1976–77 Moroccan Throne Cup

Tournament details
- Country: Morocco

Final positions
- Champions: Raja Club Athletic

= 1976–77 Moroccan Throne Cup =

The 1976–77 season of the Moroccan Throne Cup was the 21st edition of the competition.
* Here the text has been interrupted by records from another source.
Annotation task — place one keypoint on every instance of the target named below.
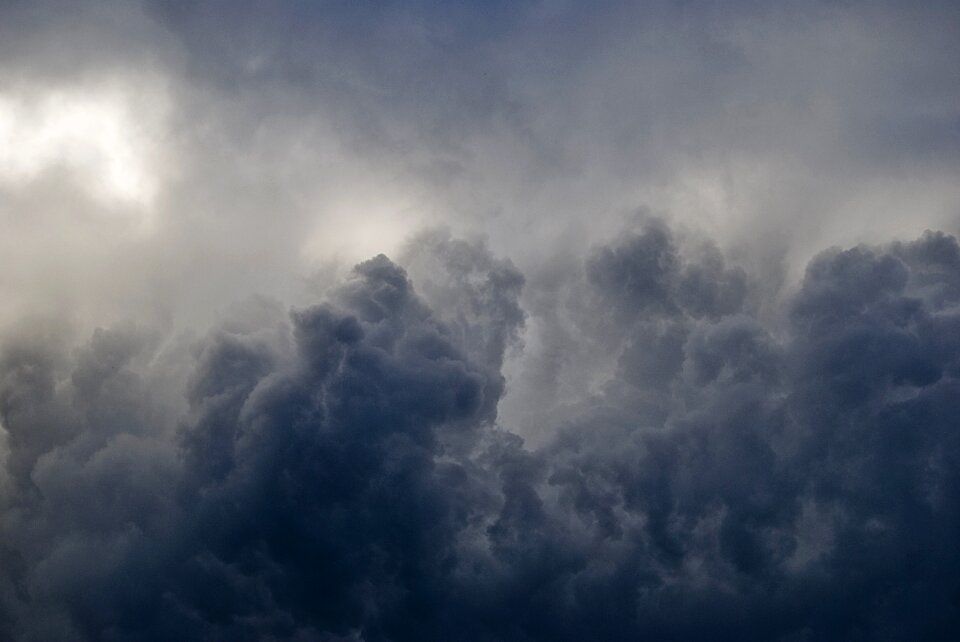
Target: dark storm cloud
(340, 473)
(590, 425)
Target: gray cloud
(342, 472)
(665, 352)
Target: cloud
(341, 471)
(663, 350)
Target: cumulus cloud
(662, 349)
(341, 471)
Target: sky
(461, 320)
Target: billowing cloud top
(667, 346)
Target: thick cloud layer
(662, 349)
(340, 473)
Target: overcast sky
(532, 320)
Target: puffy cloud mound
(339, 472)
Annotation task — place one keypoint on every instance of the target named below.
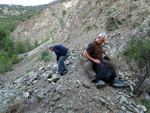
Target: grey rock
(141, 107)
(26, 94)
(86, 85)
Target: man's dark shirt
(95, 50)
(60, 50)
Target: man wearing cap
(94, 53)
(62, 54)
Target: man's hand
(106, 54)
(96, 61)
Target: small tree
(10, 52)
(137, 55)
(20, 48)
(4, 64)
(27, 45)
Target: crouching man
(94, 53)
(62, 54)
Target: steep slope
(44, 90)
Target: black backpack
(104, 72)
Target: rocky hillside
(43, 90)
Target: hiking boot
(64, 72)
(100, 83)
(119, 84)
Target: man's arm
(86, 54)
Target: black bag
(104, 72)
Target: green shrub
(88, 28)
(10, 52)
(19, 47)
(15, 59)
(63, 12)
(146, 103)
(27, 45)
(137, 55)
(2, 32)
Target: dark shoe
(65, 71)
(119, 84)
(100, 83)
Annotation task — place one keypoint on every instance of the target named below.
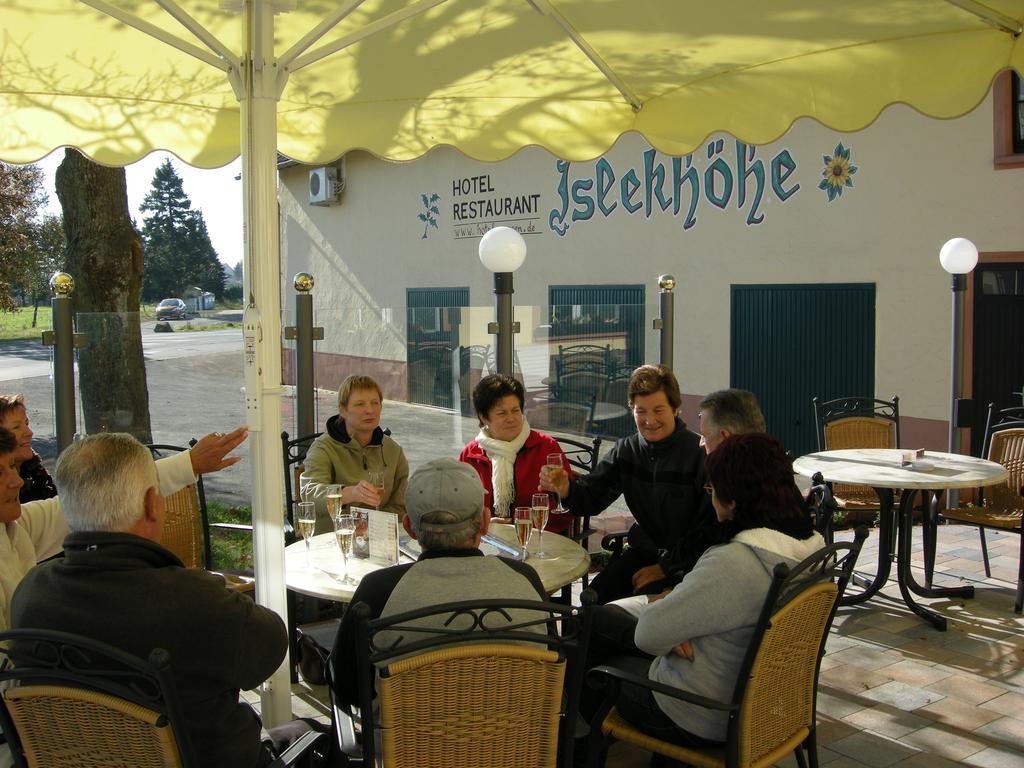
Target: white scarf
(502, 455)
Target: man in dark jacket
(659, 472)
(116, 584)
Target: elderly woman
(698, 632)
(507, 454)
(352, 446)
(37, 481)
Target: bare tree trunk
(104, 257)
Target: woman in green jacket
(353, 445)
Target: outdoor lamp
(958, 256)
(502, 251)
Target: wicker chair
(112, 709)
(772, 712)
(1003, 505)
(487, 683)
(852, 423)
(186, 527)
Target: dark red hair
(754, 471)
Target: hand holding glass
(523, 525)
(305, 521)
(540, 511)
(344, 532)
(376, 477)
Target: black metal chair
(1001, 506)
(472, 683)
(856, 423)
(186, 526)
(772, 710)
(68, 699)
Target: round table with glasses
(566, 562)
(883, 470)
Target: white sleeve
(44, 523)
(175, 472)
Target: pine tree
(177, 250)
(20, 198)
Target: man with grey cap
(444, 512)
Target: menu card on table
(383, 535)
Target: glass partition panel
(188, 383)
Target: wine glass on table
(344, 532)
(555, 469)
(540, 509)
(306, 523)
(523, 525)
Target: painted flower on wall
(430, 212)
(838, 172)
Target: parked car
(172, 309)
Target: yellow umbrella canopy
(488, 77)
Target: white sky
(214, 192)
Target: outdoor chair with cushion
(186, 527)
(69, 700)
(852, 423)
(474, 683)
(772, 711)
(1001, 506)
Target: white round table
(882, 469)
(567, 561)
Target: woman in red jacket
(507, 454)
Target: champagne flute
(344, 532)
(306, 522)
(523, 524)
(540, 509)
(334, 504)
(376, 477)
(554, 468)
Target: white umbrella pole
(262, 334)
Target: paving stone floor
(894, 691)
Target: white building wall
(918, 183)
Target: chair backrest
(582, 456)
(488, 682)
(777, 683)
(294, 453)
(186, 526)
(1004, 443)
(857, 422)
(103, 701)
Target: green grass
(17, 325)
(231, 550)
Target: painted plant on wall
(430, 212)
(838, 172)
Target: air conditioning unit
(326, 184)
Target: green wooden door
(791, 343)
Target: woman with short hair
(697, 634)
(353, 445)
(507, 454)
(14, 418)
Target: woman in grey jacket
(698, 633)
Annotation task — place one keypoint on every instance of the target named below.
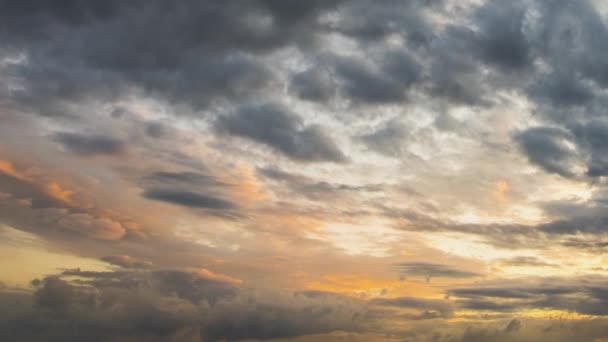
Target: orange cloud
(100, 228)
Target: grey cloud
(125, 261)
(184, 178)
(523, 261)
(547, 147)
(561, 150)
(310, 188)
(314, 84)
(502, 40)
(388, 82)
(390, 139)
(167, 306)
(87, 145)
(430, 308)
(155, 130)
(189, 199)
(276, 127)
(430, 270)
(582, 295)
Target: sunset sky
(327, 170)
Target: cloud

Raja Club Athletic won the cup, beating Difaâ Hassani El Jadidi 1–0 in the final, played at the Stade de FUS in Rabat. Raja Club Athletic won the cup for the second time in their history.

== Tournament ==
=== Last 16 ===

| Team 1 | Team 2 | Result |
|---|---|---|
| Wydad Athletic Club | Jeunesse Kénitra | 2–0 |
| Chabab Mohammédia | Wydad de Fès | 1–0 |
| Ittihad Khemisset | Renaissance de Settat | 1–1 1–3 (pens) |
| Kawkab Marrakech | Maghreb de Fès | 5–0 |
| Union de Touarga | Mouloudia Club d'Oujda | 1–1 2–4 (pens) |
| Ittihad Riadi Fkih Ben Salah | Nejm Shabab Bidawi | 0–1 |
| Amal Belksiri | Difaâ Hassani El Jadidi | 1–2 |
| Raja Club Athletic | Fath Union Sport | 1–0 |

=== Quarter-finals ===

| Team 1 | Team 2 | Result |
|---|---|---|
| Wydad Athletic Club | Mouloudia Club d'Oujda | 1–3 |
| Chabab Mohammédia | Nejm Shabab Bidawi | 2–1 |
| Difaâ Hassani El Jadidi | Kawkab Marrakech | 2–1 |
| Raja Club Athletic | Renaissance de Settat | 1–0 |

=== Semi-finals ===

| Team 1 | Team 2 | Result |
|---|---|---|
| Raja Club Athletic | Mouloudia Club d'Oujda | 3–2 |
| Difaâ Hassani El Jadidi | Chabab Mohammédia | 3–0 |

=== Final ===
The final took place between the two winning semi-finalists, Raja Club Athletic and Difaâ Hassani El Jadidi, on 17 July 1977 at the Stade de FUS in Rabat.